1.8                                              PROBLEM OF THE PROJECT

  1. An electric furnace costs more to run every month than a gas furnace. This is because while electricity is cheaper per unit than natural gas, electric furnaces require far more energy to heat your home than a natural gas furnace will require. This means that you can expect to pay more each and every month in order to keep your home at a comfortable temperature. Choosing to invest in a ultra high efficiency furnace can help you to offset this cost some. This is because high efficiency electric furnaces do not require as much energy as standard electric models.
  2. An electric furnace may be more expensive to repair than a gas furnace. While these furnaces do not require repairs as often as other furnace models, when repairs are necessary they are often quite expensive. This is because the repair contractor who performs those repairs will need to have an electrician’s license in addition to their HVAC certification. This is the only way in which repairs can be safely performed on these appliances.
  3. Electric furnaces are not very efficient at heating large spaces. This means that this option may not be available to you if you own a large home or office. In fact, people who try and utilize this appliance in a large space often find that they are unable to achieve a reasonable temperature in many areas of their house due to low air pressure in their vents. In order to achieve the desired temperature, people often have to set the thermostat much higher than the temperature they would actually like to achieve. In most cases, this simply means that you will be paying twice as much in order to achieve the same temperature as you would with a more powerful heating system.
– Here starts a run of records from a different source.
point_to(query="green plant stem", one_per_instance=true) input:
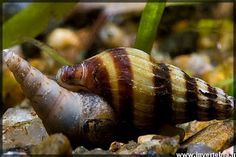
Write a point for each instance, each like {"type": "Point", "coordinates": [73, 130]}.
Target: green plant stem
{"type": "Point", "coordinates": [50, 51]}
{"type": "Point", "coordinates": [149, 22]}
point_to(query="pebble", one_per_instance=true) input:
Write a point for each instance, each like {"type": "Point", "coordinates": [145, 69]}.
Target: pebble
{"type": "Point", "coordinates": [55, 144]}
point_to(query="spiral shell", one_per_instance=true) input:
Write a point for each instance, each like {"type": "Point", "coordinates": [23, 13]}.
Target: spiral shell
{"type": "Point", "coordinates": [145, 93]}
1.8                                        PROJECT WORK ORGANIZATION

The various stages involved in the development of this project have been properly put into five chapters to enhance comprehensive and concise reading. In this project thesis, the project is organized sequentially as follows:

Chapter one of this work is on the introduction to this work. In this chapter, the background, significance, objective limitation and problem of this work were discussed.

Chapter two is on literature review of this work. In this chapter, all the literature pertaining to this work was reviewed.

Chapter three is on design methodology. In this chapter all the method involved during the design and construction were discussed.

Chapter four is on testing analysis. All testing that result accurate functionality was analyzed.

Chapter five is on conclusion, recommendation and references.